Based in St. Louis, Missouri, The Doe Run Company (Doe Run) is a natural resource company focused on metals mining, smelting, recycling, and fabrication. Its mills employ state-of-the-art automation to maximize the recovery of metals from ore, and the company’s recycling facility is the most technologically advanced, environmentally sound, and safest of its kind in the world.
Protecting intellectual property was a growing concern
Doe Run executives routinely travel abroad with valuable intellectual property (IP) on their laptops. This IP might include product documentation, proprietary research documents, patents, and formularies, as well as many other types of business-critical information with a total value in the billions of dollars.
To address potential security issues, the company launched an extensive effort to protect its intellectual property. During the project’s assessment phase, the data risks of mobile computing were high on the list of priorities, but a variety of additional security risks were also identified.
Doe Run information security officer Craig Williams explains, “You name it. Open text emails were going outside the firewall. We had unencrypted proprietary information copied to USB keys or carried on 25 laptops all over the world. We had 30 contractors with open data access. There were no network access controls for certain people. Information was stored everywhere on 12 file servers. It was a nightmare.”

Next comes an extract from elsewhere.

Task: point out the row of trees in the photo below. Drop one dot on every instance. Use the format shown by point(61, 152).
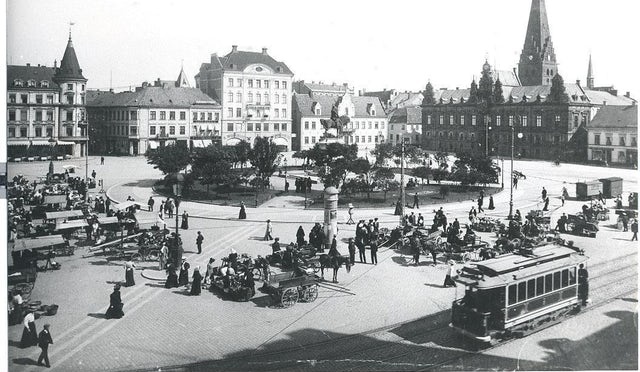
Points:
point(217, 165)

Step one — policy creation. Step two — risk mitigation
Williams also discovered that Doe Run didn’t have intellectual property policies in place. There wasn’t an IP standard to which employees and contractors could be held accountable.
“I wrote a policy for intellectual property and project-specific intellectual property, which I distributed to my team and the team responsible for contractors,” Williams says. “That was necessary and it was fine as far as it went. It protected the company legally, but it didn’t stop people from doing the things that put IP at risk.”

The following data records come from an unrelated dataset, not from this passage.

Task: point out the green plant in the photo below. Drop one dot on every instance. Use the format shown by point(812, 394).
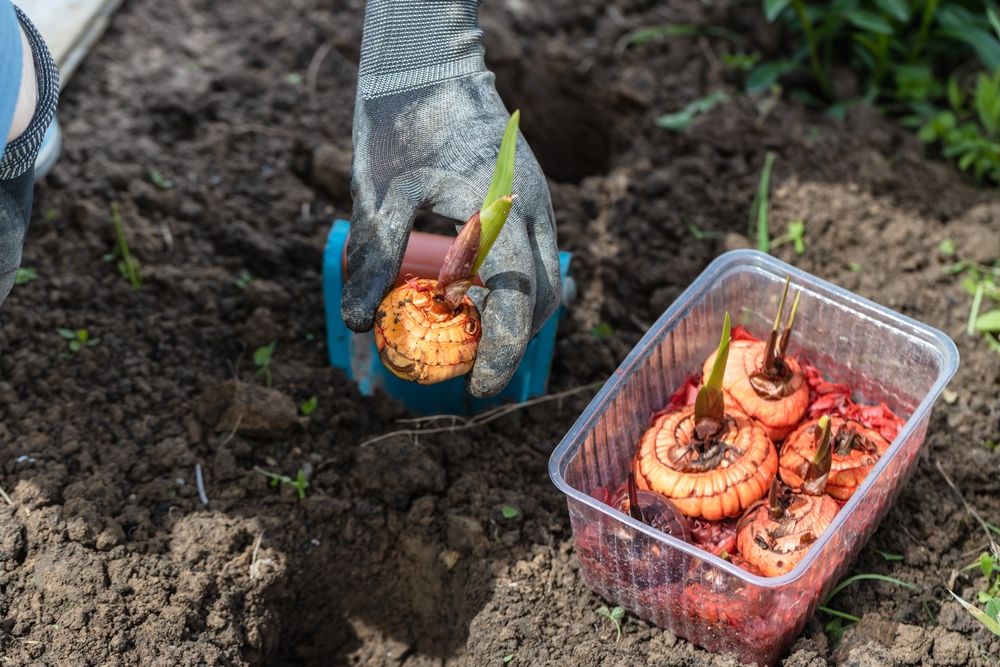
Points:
point(601, 330)
point(244, 280)
point(981, 281)
point(796, 234)
point(758, 209)
point(300, 483)
point(159, 181)
point(990, 596)
point(262, 359)
point(127, 265)
point(678, 122)
point(895, 45)
point(78, 339)
point(615, 616)
point(25, 276)
point(698, 234)
point(970, 130)
point(836, 627)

To address that risk, he started looking into data loss and data leakage prevention products. After a thorough evaluation of the market, he chose McAfee Total Protection (ToPS) for Data, which includes McAfee Host Data Loss Prevention and McAfee Endpoint Encryption integrated with McAfee ePolicy Orchestrator (ePO) 4.0.
“It’s exactly what we needed,” Williams comments. “It has excellent monitoring, policy configuration, and data transfer blocking — plus encryption — which is really important for our mobile users. And we can manage it through McAfee ePO 4.0.”
"We are using McAfee to prevent instead of react. I don’t want to spend millions responding to a breach. I’d rather spend our resources preventing one."Craig Williams
Information Security Officer, The Doe Run Company
Top-secret information on the loose
Many companies are propelled to take data security more seriously due to a disaster or near-disaster. Doe Run, fortunately, was in the latter category.
“Through our intrusion detection system, we discovered a member of the IP project team sending very, very confidential information via unencrypted email across the Internet,” Williams remarks. “That was a wake-up call. We realized we needed a more comprehensive security approach than an IDS could provide. So, we began looking at DLP solutions.”
Now, with ToPS for Data, the company can block that kind of data leakage automatically. In fact, all the McAfee capabilities fit the Doe Run prevention strategy.
“We are using McAfee to prevent instead of react,” Williams affirms. “I don’t want to spend millions responding to a breach. I’d rather spend our resources preventing one.”
In spite of the security and coverage McAfee affords, Williams continues to scour the Internet on a monthly basis, using keyword searches within message boards and underground forums to uncover anything to do with Doe Run’s intellectual property project.
“The stakes are so high,” Williams explains. “If anything proprietary does mistakenly get out, there could be serious competitive consequences.”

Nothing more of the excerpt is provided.